Nitekim şeytanın ve şeytanlaşan insanların hilesi pek çoktur! Ramazan ayı ve oruç ibadeti, uyanık
olmak, tuzaklardan kurtulmak için muhteşem bir fırsattır.
Değerlendirme ve Sonuç
Buraya kadar ortaya koyduklarımızla elimizden geldiğince oruç ibadetinin gündelik
muamelattaki yeri ve rolünü ortaya koymaya çalıştık. Oruç tutmanın aslında neleri tutmak
olduğunu tasvir ve tahlil ettik. Bu noktada özellikle iki hususu dikkatlere sunmak isteriz. Hızla eriyip
gitmekte olan zaman içinde biz mi orucu tutuyoruz?! Yoksa, kötülüklere kalkan olan oruç mu bizi
tutuyor? Güneş gibi açık ve aydınlıktır ki oruç bizi her türlü yanlışlık ve kötülükler karşısında bizi
koruyan, nefsimizi dizginleyen, bizi tutan muazzam bir sigortadır!
İkinci olarak şunu da idrak etmeliyiz ki Yüce Rabbimizin bizden beklediği kulluk, yalnızca
Ramazan ayı ve oruçla sınırlı değildir. Ramazandaki yoğun ibadet, tefekkür ve sükûnet bu ayla
birlikte hayatımızdan çıkmamalıdır. Nitekim “Namaz, camiden sonra; oruç ise Ramazandan sonra
başlar” diye ifade edilen ve ibadetlerin toplumsal iz düşümüne işaret eden harika bir yaklaşım
vardır. Ramazan ve orucu, on iki aya hazırlık, tüm yıl için yenilenme ve güç kazanma süreci olarak
düşünülmeli; orucun sosyal faydası olarak ortaya çıkan “erdemli insan” Ramazanlık değil, yıllık ve
hatta ömürlük olarak değerlendirilmelidir.
Sonuç olarak sosyal boyutu çok yüksek olan bu günlük ve aylık orucu, “ömürlük oruç”
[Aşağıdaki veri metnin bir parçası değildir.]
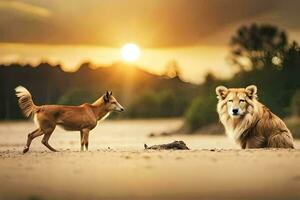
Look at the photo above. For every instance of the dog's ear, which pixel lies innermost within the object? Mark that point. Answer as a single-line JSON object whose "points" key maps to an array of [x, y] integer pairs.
{"points": [[251, 91], [106, 97], [221, 92]]}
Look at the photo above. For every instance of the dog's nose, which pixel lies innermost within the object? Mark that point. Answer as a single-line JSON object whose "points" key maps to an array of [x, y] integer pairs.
{"points": [[235, 111]]}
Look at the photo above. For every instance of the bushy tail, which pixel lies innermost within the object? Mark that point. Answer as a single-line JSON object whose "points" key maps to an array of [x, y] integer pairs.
{"points": [[25, 101]]}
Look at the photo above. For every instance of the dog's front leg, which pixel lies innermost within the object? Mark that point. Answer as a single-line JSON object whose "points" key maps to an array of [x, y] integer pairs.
{"points": [[85, 139]]}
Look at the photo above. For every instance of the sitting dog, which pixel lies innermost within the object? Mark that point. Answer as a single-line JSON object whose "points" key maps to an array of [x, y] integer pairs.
{"points": [[81, 118], [248, 122]]}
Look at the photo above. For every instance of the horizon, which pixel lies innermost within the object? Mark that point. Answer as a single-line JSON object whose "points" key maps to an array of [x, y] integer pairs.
{"points": [[195, 35]]}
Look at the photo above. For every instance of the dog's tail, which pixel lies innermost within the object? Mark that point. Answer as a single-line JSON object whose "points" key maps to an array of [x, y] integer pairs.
{"points": [[25, 101]]}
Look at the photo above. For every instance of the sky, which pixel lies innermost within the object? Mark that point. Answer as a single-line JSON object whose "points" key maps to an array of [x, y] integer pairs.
{"points": [[195, 33]]}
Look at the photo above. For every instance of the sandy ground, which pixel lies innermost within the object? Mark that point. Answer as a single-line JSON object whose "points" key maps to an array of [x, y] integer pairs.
{"points": [[117, 166]]}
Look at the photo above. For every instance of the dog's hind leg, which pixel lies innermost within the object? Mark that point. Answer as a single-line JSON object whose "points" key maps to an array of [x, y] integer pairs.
{"points": [[281, 140], [81, 140], [48, 132], [30, 137]]}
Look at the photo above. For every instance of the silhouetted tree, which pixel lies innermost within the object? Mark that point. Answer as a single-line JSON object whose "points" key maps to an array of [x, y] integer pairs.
{"points": [[258, 46], [172, 69]]}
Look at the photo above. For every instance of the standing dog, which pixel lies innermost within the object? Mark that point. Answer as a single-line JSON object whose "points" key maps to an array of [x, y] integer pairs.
{"points": [[250, 123], [81, 118]]}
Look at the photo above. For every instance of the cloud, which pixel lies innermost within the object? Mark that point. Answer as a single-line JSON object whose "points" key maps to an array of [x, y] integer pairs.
{"points": [[150, 23], [25, 8]]}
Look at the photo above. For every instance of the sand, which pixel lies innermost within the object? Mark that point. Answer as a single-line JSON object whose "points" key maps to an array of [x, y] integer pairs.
{"points": [[117, 166]]}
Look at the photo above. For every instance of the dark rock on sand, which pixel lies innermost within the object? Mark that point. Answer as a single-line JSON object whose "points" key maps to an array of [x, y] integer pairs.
{"points": [[176, 145]]}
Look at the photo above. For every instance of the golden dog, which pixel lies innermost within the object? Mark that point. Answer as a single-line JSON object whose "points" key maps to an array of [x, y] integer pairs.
{"points": [[248, 122]]}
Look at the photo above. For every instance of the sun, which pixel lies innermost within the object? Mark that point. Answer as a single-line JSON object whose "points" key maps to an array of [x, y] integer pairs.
{"points": [[130, 52]]}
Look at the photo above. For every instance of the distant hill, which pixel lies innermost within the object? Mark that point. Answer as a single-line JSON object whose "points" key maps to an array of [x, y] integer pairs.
{"points": [[131, 85]]}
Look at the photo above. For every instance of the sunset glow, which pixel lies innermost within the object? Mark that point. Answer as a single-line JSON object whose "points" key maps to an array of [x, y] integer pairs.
{"points": [[130, 52]]}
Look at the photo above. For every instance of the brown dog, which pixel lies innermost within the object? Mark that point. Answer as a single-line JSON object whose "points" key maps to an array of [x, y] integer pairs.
{"points": [[81, 118], [250, 123]]}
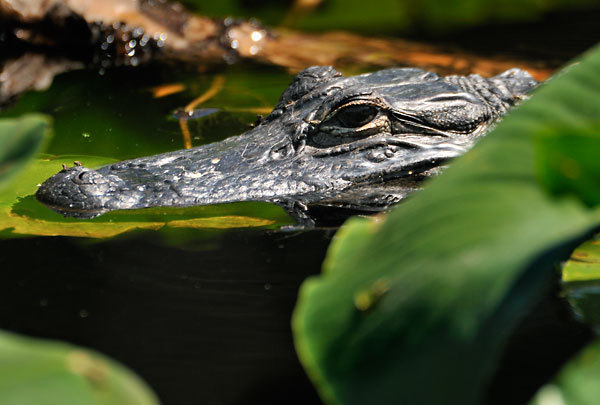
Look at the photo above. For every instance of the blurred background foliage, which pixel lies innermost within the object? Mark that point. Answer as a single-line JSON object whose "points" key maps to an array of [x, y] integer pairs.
{"points": [[384, 16]]}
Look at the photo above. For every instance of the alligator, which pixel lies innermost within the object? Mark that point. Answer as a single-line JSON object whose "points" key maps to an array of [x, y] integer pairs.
{"points": [[355, 144]]}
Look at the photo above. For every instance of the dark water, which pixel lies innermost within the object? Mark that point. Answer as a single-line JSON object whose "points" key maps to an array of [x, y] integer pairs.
{"points": [[205, 322], [204, 317]]}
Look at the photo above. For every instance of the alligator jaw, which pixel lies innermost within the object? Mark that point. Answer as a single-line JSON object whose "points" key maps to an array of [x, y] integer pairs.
{"points": [[328, 137]]}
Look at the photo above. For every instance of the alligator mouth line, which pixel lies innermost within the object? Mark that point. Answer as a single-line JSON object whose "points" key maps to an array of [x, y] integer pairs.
{"points": [[367, 144]]}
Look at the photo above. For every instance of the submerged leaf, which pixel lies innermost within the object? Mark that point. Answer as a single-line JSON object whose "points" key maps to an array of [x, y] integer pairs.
{"points": [[418, 308], [20, 140], [22, 214], [34, 371]]}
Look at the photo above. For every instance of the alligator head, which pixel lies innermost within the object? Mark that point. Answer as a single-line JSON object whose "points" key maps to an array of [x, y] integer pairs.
{"points": [[364, 142]]}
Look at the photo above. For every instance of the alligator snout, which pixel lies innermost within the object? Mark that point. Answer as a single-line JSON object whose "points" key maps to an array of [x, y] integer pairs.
{"points": [[78, 191]]}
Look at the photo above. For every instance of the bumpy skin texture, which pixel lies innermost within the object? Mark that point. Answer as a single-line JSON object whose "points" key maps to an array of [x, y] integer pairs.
{"points": [[361, 142]]}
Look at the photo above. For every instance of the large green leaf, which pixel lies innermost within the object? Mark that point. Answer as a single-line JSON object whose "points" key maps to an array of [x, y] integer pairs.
{"points": [[20, 139], [41, 372], [130, 121], [416, 308], [577, 382]]}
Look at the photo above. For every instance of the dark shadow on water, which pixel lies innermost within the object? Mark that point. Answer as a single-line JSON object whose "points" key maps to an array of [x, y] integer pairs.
{"points": [[208, 322]]}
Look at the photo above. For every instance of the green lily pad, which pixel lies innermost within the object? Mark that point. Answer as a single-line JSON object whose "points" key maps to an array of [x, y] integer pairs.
{"points": [[568, 162], [20, 140], [416, 308], [577, 382], [22, 214], [584, 263], [34, 371]]}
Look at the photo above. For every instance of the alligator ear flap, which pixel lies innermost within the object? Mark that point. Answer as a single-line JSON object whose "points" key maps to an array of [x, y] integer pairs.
{"points": [[515, 84], [305, 82]]}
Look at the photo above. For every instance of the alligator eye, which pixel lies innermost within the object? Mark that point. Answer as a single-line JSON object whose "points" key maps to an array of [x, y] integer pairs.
{"points": [[354, 116]]}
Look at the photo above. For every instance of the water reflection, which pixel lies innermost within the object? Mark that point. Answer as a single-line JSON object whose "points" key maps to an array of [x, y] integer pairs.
{"points": [[204, 319]]}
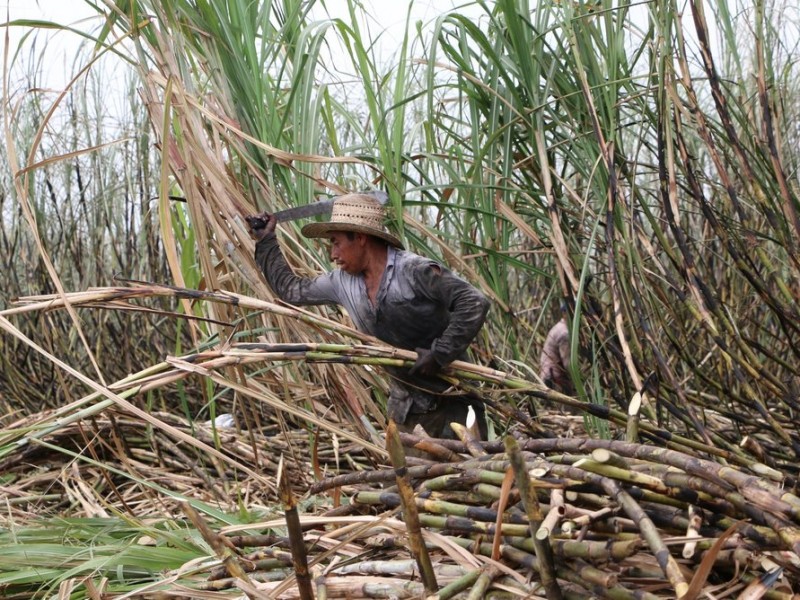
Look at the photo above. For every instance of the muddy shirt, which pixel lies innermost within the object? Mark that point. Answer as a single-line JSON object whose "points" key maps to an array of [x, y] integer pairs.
{"points": [[419, 304]]}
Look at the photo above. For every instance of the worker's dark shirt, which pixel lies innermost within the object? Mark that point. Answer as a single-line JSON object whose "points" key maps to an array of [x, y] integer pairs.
{"points": [[419, 304]]}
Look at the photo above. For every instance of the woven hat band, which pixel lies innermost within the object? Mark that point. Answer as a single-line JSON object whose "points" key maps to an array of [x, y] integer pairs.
{"points": [[358, 213], [358, 210]]}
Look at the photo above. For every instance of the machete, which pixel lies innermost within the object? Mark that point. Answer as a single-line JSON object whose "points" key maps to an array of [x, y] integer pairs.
{"points": [[320, 207]]}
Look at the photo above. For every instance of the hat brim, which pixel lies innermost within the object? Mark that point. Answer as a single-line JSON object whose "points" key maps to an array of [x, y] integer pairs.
{"points": [[317, 230]]}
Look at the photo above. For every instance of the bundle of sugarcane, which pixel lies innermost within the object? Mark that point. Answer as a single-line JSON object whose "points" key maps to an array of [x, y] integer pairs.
{"points": [[606, 518]]}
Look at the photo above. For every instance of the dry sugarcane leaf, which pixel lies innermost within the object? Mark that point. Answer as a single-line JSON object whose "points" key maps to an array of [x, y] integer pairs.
{"points": [[704, 570]]}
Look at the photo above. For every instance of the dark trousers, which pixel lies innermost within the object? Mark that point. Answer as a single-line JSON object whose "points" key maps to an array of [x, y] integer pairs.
{"points": [[452, 409]]}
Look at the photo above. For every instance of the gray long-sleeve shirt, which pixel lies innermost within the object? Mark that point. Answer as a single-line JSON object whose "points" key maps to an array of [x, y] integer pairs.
{"points": [[419, 304]]}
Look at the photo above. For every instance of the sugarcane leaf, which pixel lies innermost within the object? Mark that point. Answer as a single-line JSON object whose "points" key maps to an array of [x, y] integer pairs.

şeklinde anlamak gerekir ve her dem kalben, zihnen oruçlu olmak elzemdir! Bir yandan ömür boyu
Allah’ın bizlere verdiği sonsuz helal nimetleri gereğince ve kararınca yiyip içerken bir yandan da
kalbimize huzur, bedenimize sıhhat, şahsımıza güzel ahlak, topluma ise düzen verecek olan

“ömürlük orucu” her daim tutmakta sonsuz yararlar vardır. Zira, iki cihanın kazanılması -Allah
bilir- belki de bu üstün ahlak tasavvurunda gizlidir!